As for how much water passed through the gates of Bagnell Dam in those 8 years? About 19,725 BILLION gallons, or technically 19.725 Trillion gallons. That sounds like a lot of water, and it is, but comparatively speaking it's not as much as you might think. By the numbers, it took eight years for enough water to pass through Bagnell Dam to cover an area the size of Missouri to a depth of only about one and half feet (1.36 to be precise), but it was enough that it could raise the level of Lake Michigan four feet. To really put it in perspective? Water flowing over the Canadian Horseshoe falls of Niagara could pass that same amount of water in one year and fifteen days. But it's a tremendous amount of water no matter how you look at it.

Friday, October 19, 2018

Winter Is Coming

Yes, I'm a Game of Thrones fan.

So, NOAA has put out there annual Winter Outlook forecast for the U.S. and here's the map.

Notice anything? Nowhere in the U.S is forecast for cooler than normal probability. This *is* climate, not weather, and falls right in line with global warming trends. For the immediate lake area, it looks like an even chance for normal temperatures. I guess Truman Lake might squeeze into that warmer than normal probability zone?

For precipitation, things again look to be solidly average.

So what it is "normal" for the lake area for these months?

Just by quick numbers:

December    Average High: 45 F, Low: 26 F, Precipitation Average: 2.52 inches, snow: 3 inches
January        Average High: 42 F, Low: 22 F, Precipitation Average: 2.09 inches, snow: 3 inches
February      Average High: 47 F, Low: 25 F, Precipitation Average: 2.17 inches, snow: 2 inches

Of course these are just averages, and as anyone who's lived in the area for any length of time will tell you, the weather can do just about anything in these months. I've been in my kayak at midnight on New Years Eve without a coat one time, and hip deep in snow another.

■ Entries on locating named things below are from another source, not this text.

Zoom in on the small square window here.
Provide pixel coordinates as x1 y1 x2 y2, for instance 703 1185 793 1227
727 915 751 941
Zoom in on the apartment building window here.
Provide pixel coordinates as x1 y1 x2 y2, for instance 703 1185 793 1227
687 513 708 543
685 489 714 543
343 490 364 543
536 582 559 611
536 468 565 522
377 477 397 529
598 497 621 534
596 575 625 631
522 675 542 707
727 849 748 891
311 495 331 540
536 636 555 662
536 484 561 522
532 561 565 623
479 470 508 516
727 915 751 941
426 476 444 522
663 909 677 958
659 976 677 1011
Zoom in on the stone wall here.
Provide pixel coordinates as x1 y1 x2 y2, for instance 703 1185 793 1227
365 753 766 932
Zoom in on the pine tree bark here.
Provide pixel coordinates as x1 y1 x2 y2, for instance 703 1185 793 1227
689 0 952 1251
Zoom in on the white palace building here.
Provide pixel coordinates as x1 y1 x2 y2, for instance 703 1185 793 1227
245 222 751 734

Wednesday, October 03, 2018

Here Come the Leaves

Remember, while blowing your leaves into the lake is not illegal for homeowners it is frowned upon and can lead to a loss of "lake access privileges". Please dispose of your leaves properly this season.

Don't Dump Your Leaves!

Tuesday, October 02, 2018

September 2018 Lake Levels and Flow Rates

A bit late but I was working on some new numbers for the chart. I can't tell you how much work went in to providing just a few extra numbers! The chart adds the average maximum daily flow in billions of gallons, and the average maximum and minimum lake levels for this time of year, including the average date they are reached. I know! Cool! No? Well, nerding out on data isn't for everyone. :)

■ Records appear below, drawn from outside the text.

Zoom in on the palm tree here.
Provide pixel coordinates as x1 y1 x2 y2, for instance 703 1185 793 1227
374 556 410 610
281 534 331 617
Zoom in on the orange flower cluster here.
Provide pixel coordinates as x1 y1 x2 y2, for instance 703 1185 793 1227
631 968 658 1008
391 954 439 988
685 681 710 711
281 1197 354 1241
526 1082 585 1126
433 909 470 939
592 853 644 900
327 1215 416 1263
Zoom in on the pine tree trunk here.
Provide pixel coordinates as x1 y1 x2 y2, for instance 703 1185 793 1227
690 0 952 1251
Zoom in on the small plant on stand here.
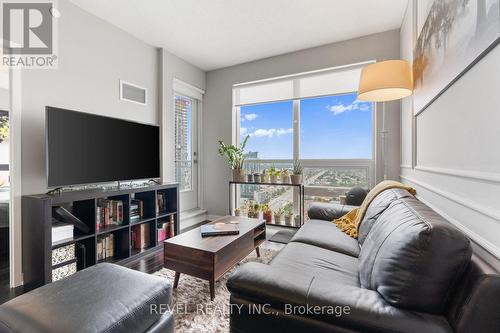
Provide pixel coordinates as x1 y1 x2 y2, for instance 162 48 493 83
248 203 260 219
262 204 273 224
291 160 304 185
219 135 250 182
260 169 269 183
281 169 290 184
282 202 293 225
273 208 282 224
269 164 280 183
234 207 241 216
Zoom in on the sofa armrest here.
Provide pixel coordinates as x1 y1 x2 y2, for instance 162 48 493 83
307 203 357 221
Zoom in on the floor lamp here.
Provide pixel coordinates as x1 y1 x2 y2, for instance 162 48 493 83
358 60 413 180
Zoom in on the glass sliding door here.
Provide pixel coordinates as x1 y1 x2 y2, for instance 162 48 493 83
174 94 198 211
0 67 10 293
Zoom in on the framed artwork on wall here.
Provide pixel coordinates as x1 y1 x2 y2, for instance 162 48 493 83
413 0 500 114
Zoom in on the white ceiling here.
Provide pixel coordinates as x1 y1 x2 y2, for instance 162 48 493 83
69 0 407 70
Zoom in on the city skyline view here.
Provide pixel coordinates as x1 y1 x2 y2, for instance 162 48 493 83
240 93 372 159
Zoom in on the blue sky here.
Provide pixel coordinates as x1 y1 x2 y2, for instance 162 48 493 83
240 94 372 159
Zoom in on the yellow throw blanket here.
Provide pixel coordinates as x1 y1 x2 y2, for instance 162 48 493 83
333 180 417 238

I'll try to add even more information as time goes on. It would be great if I could incorporate some weather data alongside a deeper analysis of the entire river valley system of which the Lake of the Ozarks is only a part of, but that's for another day. I also promised to re-visit all of the charts from years past and redo them in the new format, complete with linked images, but it will take time. With any luck by the start of the new year?

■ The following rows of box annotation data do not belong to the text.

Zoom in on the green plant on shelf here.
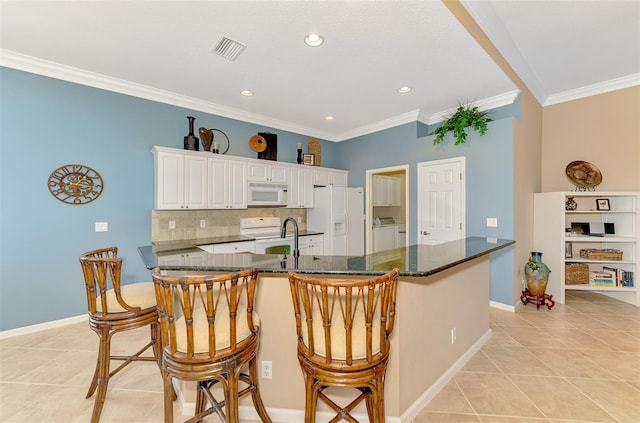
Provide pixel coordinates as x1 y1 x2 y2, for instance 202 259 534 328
429 104 493 145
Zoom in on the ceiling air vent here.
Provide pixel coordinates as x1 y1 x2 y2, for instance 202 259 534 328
212 36 247 60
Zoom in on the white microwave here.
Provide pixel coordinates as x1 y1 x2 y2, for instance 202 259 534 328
247 182 289 207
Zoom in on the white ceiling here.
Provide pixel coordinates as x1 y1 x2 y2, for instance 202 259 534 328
0 0 640 141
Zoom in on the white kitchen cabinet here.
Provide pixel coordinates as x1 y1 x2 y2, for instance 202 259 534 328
372 175 400 207
207 157 247 209
211 241 255 254
372 225 398 253
152 146 348 210
287 166 313 209
313 167 348 187
298 235 324 256
247 160 289 183
522 191 640 307
153 147 208 210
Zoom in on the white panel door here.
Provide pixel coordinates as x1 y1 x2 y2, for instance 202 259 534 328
417 157 465 245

A very typical September chart for 2018 with the lake well within the average range for levels (as indicated by the orange shaded region on the right side where the lake level gauge is).  The extra numbers I've been working on are multi-year averages (datum 2010-2017) so there's 8 years of comparable data now.

As usual for the winding down of summer, the maximum levels are found at the beginning of September and slowly drop through mid-month where they will likely hold until the end of the year. Flow rates were modest, which is unsurprising given the lack of rain we're experiencing.